5.2.2 Dans le cadre de l'analyse du principe de proportionnalité au sens
étroit, l'intérêt privé du recourant à pouvoir venir en Suisse est un élément
qui doit être examiné. Il a ainsi indiqué devoir poursuivre le traitement de
son état dépressif sévère commencé en Suisse. Cependant, l'intéressé
n'a fourni aucun élément permettant de conclure qu'il ne pourrait pas
avoir accès aux soins nécessaires au Kosovo. Or, le simple fait d'avoir
entamé une thérapie en Suisse n'est pas de nature à l'empêcher de la
poursuivre dans son pays d'origine. Par ailleurs, il convient de rappeler
que la conclusion de l'intéressé tendant à pouvoir séjourner en Suisse en
raison de sa demande de rente AI est irrecevable (cf. consid. 1.4) et n'a
donc pas à être prise en compte dans l'examen de la proportionnalité au
sens étroit de la décision de l'ODM.
Aussi, dès lors que l'intéressé peut solliciter au besoin une suspension de
la mesure d'interdiction prononcée à son encontre, en application de
l'art. 67 al. 5 LEtr, son intérêt privé à pouvoir se déplacer librement en
Suisse ne saurait, dans ces conditions, être considéré comme
prépondérant par rapport à l'intérêt public à son éloignement.

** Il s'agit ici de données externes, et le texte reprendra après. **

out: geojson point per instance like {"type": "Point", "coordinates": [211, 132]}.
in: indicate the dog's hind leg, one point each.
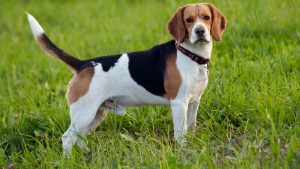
{"type": "Point", "coordinates": [83, 113]}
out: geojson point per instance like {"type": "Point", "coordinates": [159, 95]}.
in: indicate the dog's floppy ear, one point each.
{"type": "Point", "coordinates": [218, 24]}
{"type": "Point", "coordinates": [176, 26]}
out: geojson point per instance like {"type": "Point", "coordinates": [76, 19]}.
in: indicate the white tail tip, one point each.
{"type": "Point", "coordinates": [34, 25]}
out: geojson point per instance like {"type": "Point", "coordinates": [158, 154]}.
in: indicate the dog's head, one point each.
{"type": "Point", "coordinates": [197, 23]}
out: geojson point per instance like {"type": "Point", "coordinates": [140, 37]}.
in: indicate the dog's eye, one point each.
{"type": "Point", "coordinates": [206, 18]}
{"type": "Point", "coordinates": [189, 20]}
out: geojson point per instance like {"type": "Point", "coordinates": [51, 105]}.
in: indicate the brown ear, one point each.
{"type": "Point", "coordinates": [176, 25]}
{"type": "Point", "coordinates": [219, 23]}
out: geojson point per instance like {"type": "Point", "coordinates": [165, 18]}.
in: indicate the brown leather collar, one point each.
{"type": "Point", "coordinates": [198, 59]}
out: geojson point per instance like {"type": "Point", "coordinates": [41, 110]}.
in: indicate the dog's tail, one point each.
{"type": "Point", "coordinates": [49, 47]}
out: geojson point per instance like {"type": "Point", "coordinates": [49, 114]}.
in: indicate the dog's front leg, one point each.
{"type": "Point", "coordinates": [192, 115]}
{"type": "Point", "coordinates": [179, 114]}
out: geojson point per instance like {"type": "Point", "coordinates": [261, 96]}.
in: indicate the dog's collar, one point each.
{"type": "Point", "coordinates": [198, 59]}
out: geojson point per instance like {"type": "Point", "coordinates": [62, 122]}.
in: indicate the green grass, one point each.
{"type": "Point", "coordinates": [249, 115]}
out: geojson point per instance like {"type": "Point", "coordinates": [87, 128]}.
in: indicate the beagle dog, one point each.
{"type": "Point", "coordinates": [174, 73]}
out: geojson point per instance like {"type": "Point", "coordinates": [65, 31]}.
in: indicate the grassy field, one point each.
{"type": "Point", "coordinates": [249, 115]}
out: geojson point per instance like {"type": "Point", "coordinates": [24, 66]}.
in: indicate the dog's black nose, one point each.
{"type": "Point", "coordinates": [200, 31]}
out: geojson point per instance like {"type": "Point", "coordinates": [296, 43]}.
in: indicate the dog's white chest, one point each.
{"type": "Point", "coordinates": [194, 77]}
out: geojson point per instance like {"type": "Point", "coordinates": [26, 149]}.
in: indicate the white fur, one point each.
{"type": "Point", "coordinates": [35, 26]}
{"type": "Point", "coordinates": [194, 37]}
{"type": "Point", "coordinates": [117, 84]}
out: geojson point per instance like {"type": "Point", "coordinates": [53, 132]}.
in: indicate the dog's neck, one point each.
{"type": "Point", "coordinates": [199, 48]}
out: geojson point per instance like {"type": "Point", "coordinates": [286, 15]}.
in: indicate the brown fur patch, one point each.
{"type": "Point", "coordinates": [172, 78]}
{"type": "Point", "coordinates": [80, 84]}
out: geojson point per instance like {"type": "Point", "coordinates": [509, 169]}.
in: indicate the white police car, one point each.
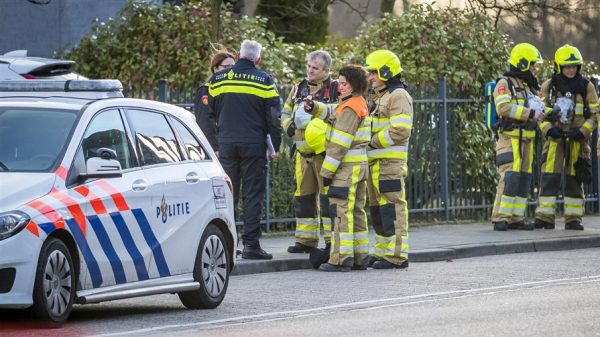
{"type": "Point", "coordinates": [104, 197]}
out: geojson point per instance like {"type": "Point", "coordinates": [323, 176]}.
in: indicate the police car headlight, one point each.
{"type": "Point", "coordinates": [12, 222]}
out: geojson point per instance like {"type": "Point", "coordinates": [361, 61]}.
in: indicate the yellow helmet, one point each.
{"type": "Point", "coordinates": [523, 54]}
{"type": "Point", "coordinates": [384, 62]}
{"type": "Point", "coordinates": [315, 135]}
{"type": "Point", "coordinates": [567, 55]}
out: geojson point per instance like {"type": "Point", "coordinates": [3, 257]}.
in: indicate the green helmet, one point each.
{"type": "Point", "coordinates": [523, 55]}
{"type": "Point", "coordinates": [384, 62]}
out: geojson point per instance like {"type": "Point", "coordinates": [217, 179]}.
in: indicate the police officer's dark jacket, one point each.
{"type": "Point", "coordinates": [246, 103]}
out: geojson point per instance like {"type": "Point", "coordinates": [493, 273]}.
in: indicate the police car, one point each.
{"type": "Point", "coordinates": [104, 197]}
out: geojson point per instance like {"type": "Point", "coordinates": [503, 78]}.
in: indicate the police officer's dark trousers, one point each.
{"type": "Point", "coordinates": [246, 166]}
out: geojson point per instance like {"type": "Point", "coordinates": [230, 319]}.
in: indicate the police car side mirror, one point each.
{"type": "Point", "coordinates": [106, 153]}
{"type": "Point", "coordinates": [102, 168]}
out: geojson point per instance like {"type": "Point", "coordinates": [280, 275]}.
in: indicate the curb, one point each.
{"type": "Point", "coordinates": [437, 254]}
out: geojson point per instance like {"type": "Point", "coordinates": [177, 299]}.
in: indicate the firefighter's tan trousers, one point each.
{"type": "Point", "coordinates": [347, 198]}
{"type": "Point", "coordinates": [388, 208]}
{"type": "Point", "coordinates": [309, 203]}
{"type": "Point", "coordinates": [558, 156]}
{"type": "Point", "coordinates": [514, 157]}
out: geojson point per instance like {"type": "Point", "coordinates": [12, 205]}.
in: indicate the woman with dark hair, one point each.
{"type": "Point", "coordinates": [345, 172]}
{"type": "Point", "coordinates": [220, 60]}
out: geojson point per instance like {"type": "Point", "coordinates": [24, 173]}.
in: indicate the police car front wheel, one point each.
{"type": "Point", "coordinates": [54, 288]}
{"type": "Point", "coordinates": [211, 270]}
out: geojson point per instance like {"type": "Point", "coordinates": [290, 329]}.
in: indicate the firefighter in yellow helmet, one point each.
{"type": "Point", "coordinates": [518, 108]}
{"type": "Point", "coordinates": [308, 135]}
{"type": "Point", "coordinates": [573, 103]}
{"type": "Point", "coordinates": [391, 111]}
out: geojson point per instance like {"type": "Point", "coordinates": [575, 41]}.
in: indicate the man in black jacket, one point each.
{"type": "Point", "coordinates": [247, 105]}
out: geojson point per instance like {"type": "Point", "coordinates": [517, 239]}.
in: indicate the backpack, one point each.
{"type": "Point", "coordinates": [489, 105]}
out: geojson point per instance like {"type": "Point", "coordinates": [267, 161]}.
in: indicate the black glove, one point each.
{"type": "Point", "coordinates": [309, 105]}
{"type": "Point", "coordinates": [291, 130]}
{"type": "Point", "coordinates": [575, 134]}
{"type": "Point", "coordinates": [555, 133]}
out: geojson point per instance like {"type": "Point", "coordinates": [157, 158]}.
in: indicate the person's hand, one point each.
{"type": "Point", "coordinates": [538, 115]}
{"type": "Point", "coordinates": [575, 134]}
{"type": "Point", "coordinates": [555, 133]}
{"type": "Point", "coordinates": [309, 105]}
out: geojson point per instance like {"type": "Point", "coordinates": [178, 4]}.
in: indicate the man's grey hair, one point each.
{"type": "Point", "coordinates": [250, 50]}
{"type": "Point", "coordinates": [322, 55]}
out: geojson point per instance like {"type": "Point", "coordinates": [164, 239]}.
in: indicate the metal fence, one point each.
{"type": "Point", "coordinates": [438, 186]}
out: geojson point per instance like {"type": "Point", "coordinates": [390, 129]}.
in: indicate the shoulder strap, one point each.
{"type": "Point", "coordinates": [511, 86]}
{"type": "Point", "coordinates": [333, 93]}
{"type": "Point", "coordinates": [357, 104]}
{"type": "Point", "coordinates": [301, 87]}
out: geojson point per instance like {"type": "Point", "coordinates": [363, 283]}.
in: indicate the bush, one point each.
{"type": "Point", "coordinates": [455, 44]}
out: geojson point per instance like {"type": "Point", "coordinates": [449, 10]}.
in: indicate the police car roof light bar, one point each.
{"type": "Point", "coordinates": [63, 86]}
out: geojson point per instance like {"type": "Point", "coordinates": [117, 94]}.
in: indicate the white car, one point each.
{"type": "Point", "coordinates": [16, 65]}
{"type": "Point", "coordinates": [104, 198]}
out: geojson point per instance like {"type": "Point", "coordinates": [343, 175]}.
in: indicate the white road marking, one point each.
{"type": "Point", "coordinates": [358, 306]}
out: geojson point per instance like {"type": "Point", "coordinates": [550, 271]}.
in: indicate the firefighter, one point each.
{"type": "Point", "coordinates": [345, 172]}
{"type": "Point", "coordinates": [574, 108]}
{"type": "Point", "coordinates": [310, 205]}
{"type": "Point", "coordinates": [515, 96]}
{"type": "Point", "coordinates": [391, 118]}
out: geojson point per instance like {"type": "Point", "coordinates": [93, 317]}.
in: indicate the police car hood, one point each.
{"type": "Point", "coordinates": [19, 188]}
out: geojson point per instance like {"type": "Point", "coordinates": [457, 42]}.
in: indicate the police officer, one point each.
{"type": "Point", "coordinates": [247, 105]}
{"type": "Point", "coordinates": [574, 104]}
{"type": "Point", "coordinates": [391, 120]}
{"type": "Point", "coordinates": [308, 135]}
{"type": "Point", "coordinates": [513, 93]}
{"type": "Point", "coordinates": [345, 172]}
{"type": "Point", "coordinates": [206, 120]}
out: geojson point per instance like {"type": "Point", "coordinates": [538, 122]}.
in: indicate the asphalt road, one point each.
{"type": "Point", "coordinates": [530, 294]}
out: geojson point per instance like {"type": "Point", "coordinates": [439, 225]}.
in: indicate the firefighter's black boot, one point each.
{"type": "Point", "coordinates": [299, 248]}
{"type": "Point", "coordinates": [539, 223]}
{"type": "Point", "coordinates": [574, 225]}
{"type": "Point", "coordinates": [500, 226]}
{"type": "Point", "coordinates": [383, 264]}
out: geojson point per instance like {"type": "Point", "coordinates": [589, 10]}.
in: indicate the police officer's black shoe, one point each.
{"type": "Point", "coordinates": [369, 260]}
{"type": "Point", "coordinates": [299, 248]}
{"type": "Point", "coordinates": [333, 267]}
{"type": "Point", "coordinates": [574, 225]}
{"type": "Point", "coordinates": [383, 264]}
{"type": "Point", "coordinates": [514, 225]}
{"type": "Point", "coordinates": [525, 226]}
{"type": "Point", "coordinates": [500, 226]}
{"type": "Point", "coordinates": [357, 266]}
{"type": "Point", "coordinates": [539, 223]}
{"type": "Point", "coordinates": [255, 253]}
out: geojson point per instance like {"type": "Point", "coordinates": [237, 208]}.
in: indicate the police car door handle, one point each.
{"type": "Point", "coordinates": [192, 178]}
{"type": "Point", "coordinates": [139, 185]}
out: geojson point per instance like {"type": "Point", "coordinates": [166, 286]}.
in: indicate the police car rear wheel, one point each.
{"type": "Point", "coordinates": [211, 270]}
{"type": "Point", "coordinates": [54, 289]}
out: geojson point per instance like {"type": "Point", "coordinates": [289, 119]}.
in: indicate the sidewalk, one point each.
{"type": "Point", "coordinates": [443, 242]}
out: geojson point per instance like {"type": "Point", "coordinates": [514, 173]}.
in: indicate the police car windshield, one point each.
{"type": "Point", "coordinates": [31, 139]}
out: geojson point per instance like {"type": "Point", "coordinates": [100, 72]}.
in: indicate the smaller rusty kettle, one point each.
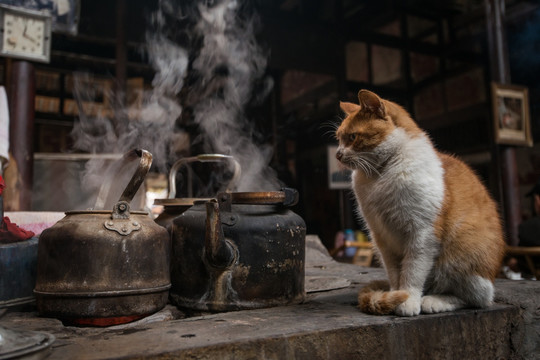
{"type": "Point", "coordinates": [104, 267]}
{"type": "Point", "coordinates": [243, 250]}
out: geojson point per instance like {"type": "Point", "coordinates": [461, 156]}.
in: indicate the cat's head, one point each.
{"type": "Point", "coordinates": [365, 127]}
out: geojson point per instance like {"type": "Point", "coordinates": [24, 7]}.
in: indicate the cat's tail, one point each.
{"type": "Point", "coordinates": [376, 298]}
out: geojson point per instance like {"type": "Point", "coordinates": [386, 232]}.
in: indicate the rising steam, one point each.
{"type": "Point", "coordinates": [223, 66]}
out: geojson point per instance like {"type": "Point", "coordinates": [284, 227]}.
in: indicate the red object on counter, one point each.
{"type": "Point", "coordinates": [10, 232]}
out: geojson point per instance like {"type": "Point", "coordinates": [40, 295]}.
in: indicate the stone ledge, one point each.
{"type": "Point", "coordinates": [327, 326]}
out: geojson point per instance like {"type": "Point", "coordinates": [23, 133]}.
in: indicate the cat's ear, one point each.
{"type": "Point", "coordinates": [348, 108]}
{"type": "Point", "coordinates": [371, 102]}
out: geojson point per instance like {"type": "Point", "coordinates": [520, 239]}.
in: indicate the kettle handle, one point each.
{"type": "Point", "coordinates": [140, 173]}
{"type": "Point", "coordinates": [136, 180]}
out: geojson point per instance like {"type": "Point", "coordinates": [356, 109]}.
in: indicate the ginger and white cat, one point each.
{"type": "Point", "coordinates": [431, 220]}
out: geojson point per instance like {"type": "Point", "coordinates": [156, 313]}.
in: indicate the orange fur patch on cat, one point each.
{"type": "Point", "coordinates": [432, 222]}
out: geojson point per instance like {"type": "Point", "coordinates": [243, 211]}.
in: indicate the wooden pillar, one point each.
{"type": "Point", "coordinates": [121, 49]}
{"type": "Point", "coordinates": [19, 172]}
{"type": "Point", "coordinates": [500, 72]}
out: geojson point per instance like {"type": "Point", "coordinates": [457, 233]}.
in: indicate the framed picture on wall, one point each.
{"type": "Point", "coordinates": [511, 114]}
{"type": "Point", "coordinates": [338, 177]}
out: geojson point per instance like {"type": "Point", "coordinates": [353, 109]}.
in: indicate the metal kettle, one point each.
{"type": "Point", "coordinates": [239, 251]}
{"type": "Point", "coordinates": [104, 267]}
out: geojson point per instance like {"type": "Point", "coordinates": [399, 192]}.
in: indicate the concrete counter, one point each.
{"type": "Point", "coordinates": [326, 326]}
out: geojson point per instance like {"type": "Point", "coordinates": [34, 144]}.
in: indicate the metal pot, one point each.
{"type": "Point", "coordinates": [104, 267]}
{"type": "Point", "coordinates": [175, 206]}
{"type": "Point", "coordinates": [239, 251]}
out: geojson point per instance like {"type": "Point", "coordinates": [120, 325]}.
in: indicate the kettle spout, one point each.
{"type": "Point", "coordinates": [220, 253]}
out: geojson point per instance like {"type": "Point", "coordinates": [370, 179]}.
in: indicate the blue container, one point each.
{"type": "Point", "coordinates": [18, 263]}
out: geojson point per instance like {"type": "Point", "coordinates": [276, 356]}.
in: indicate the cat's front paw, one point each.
{"type": "Point", "coordinates": [411, 307]}
{"type": "Point", "coordinates": [432, 304]}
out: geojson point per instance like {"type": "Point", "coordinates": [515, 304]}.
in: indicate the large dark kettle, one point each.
{"type": "Point", "coordinates": [104, 267]}
{"type": "Point", "coordinates": [239, 251]}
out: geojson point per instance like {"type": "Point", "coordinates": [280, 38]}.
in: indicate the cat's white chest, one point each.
{"type": "Point", "coordinates": [407, 195]}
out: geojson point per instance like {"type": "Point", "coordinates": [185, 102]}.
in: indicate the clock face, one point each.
{"type": "Point", "coordinates": [23, 35]}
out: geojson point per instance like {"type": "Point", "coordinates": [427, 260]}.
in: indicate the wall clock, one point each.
{"type": "Point", "coordinates": [25, 34]}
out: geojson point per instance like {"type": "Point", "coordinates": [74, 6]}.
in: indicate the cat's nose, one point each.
{"type": "Point", "coordinates": [339, 154]}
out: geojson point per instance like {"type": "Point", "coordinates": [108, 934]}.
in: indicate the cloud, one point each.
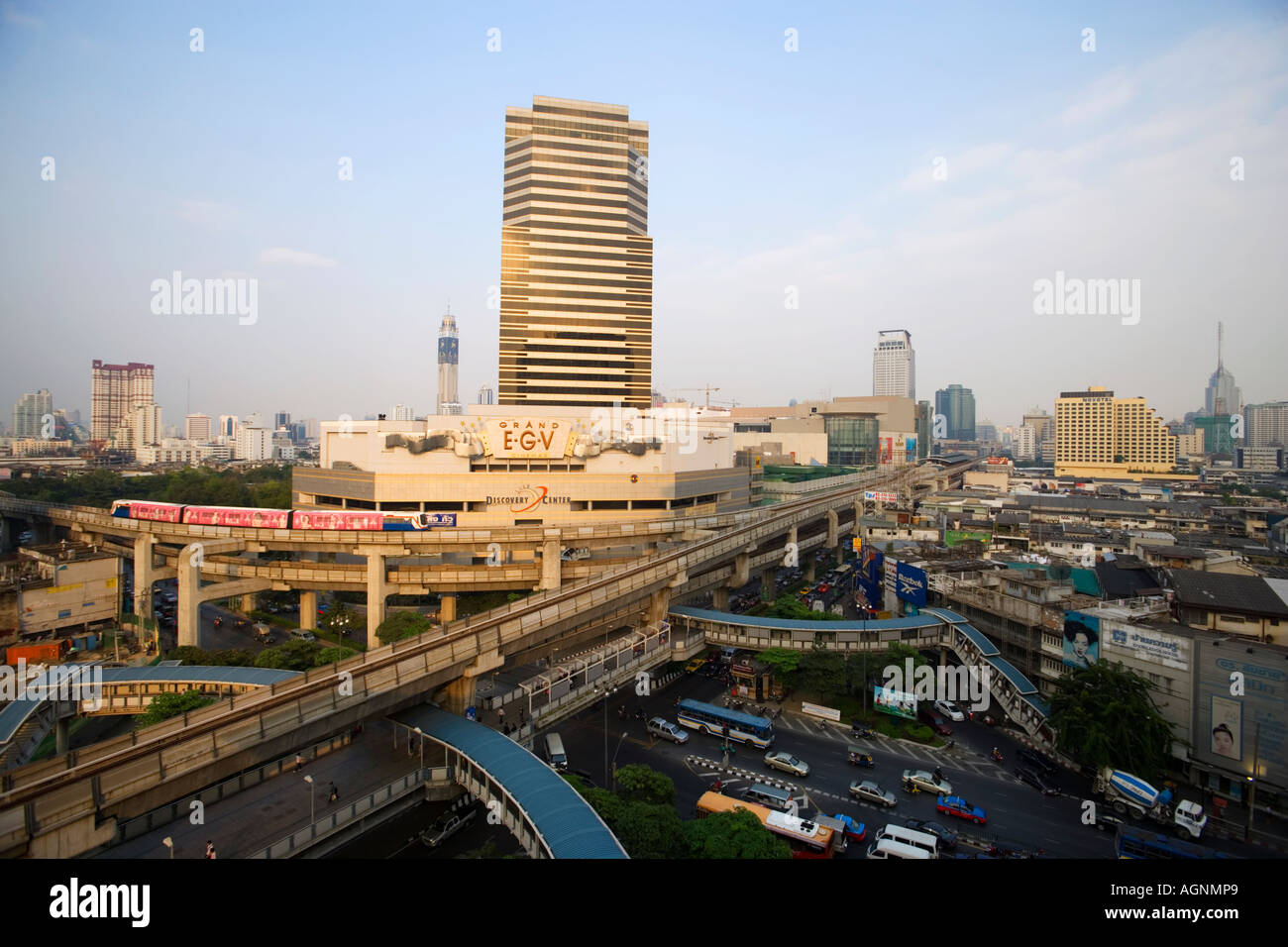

5.3 Compte tenu de l'ensemble des éléments objectifs et subjectifs de la
cause, la mesure d'éloignement querellée est nécessaire, adéquate et
proportionnée aux circonstances. Au regard des décisions prises par les
autorités dans des cas analogues, elle n'est pas contraire au principe
d'égalité de traitement. Le recourant ne le prétend du reste pas. Il
C-4880/2012
Page 10
convient par conséquent de confirmer la décision de l'autorité de
première instance.
6.
L'ODM a par ailleurs ordonné l'inscription de l'interdiction d'entrée dans le
SIS. Ainsi que cela ressort du dossier, l'intéressé n'est pas un
ressortissant de l'un des Etats parties aux accords d'association à
Schengen. En raison de ce signalement dans le SIS, il lui est interdit de
pénétrer dans l'Espace Schengen. Cette interdiction est justifiée par les
circonstances du cas d'espèce (cf. art. 21 en relation avec l'art. 24 al. 3
du règlement SIS II). Elle l'est d'autant plus que la Suisse, dans le champ
d'application des règles de Schengen, se doit de préserver les intérêts de
tous les Etats parties aux accords d'association à Schengen (cf. ATAF
2011/48 consid. 6.1). Cet état de fait n'empêche cependant pas les Etats
membres d'autoriser l'entrée de l'intéressé sur leur territoire national, pour
des motifs sérieux, voire de lui délivrer un visa à validité territoriale limitée
(cf. consid. 3.2 ci-dessus).
7.
Partant, la décision querellée est conforme au droit (cf. art. 49 PA).
Le recours doit donc être rejeté.
8.
Vu l’issue de la cause, il y a lieu de mettre les frais de procédure à la
charge du recourant, conformément aux art. 63 al. 1 PA et 2 et 3 let. b du
règlement du 21 février 2008 concernant les frais, dépens et indemnités
fixés par le Tribunal administratif fédéral (FITAF, RS 173.320.2).
(dispositif page suivante)
C-4880/2012
Page 11
Par ces motifs, le Tribunal administratif fédéral prononce :
1.
Le recours est rejeté, dans la mesure de sa recevabilité.
2.
Les frais de procédure, d’un montant de 800 francs, sont mis à la charge
du recourant. Ils sont compensés avec l'avance de frais du même
montant versée le 8 octobre 2012.
3.
Le présent arrêt est adressé :
– à la mandataire du recourant (par courrier recommandé)
– à l'autorité inférieure, dossier Symic (…) en retour
– au Service de la population du canton de Vaud (en copie), pour
information et dossier cantonal (VD […]) en retour.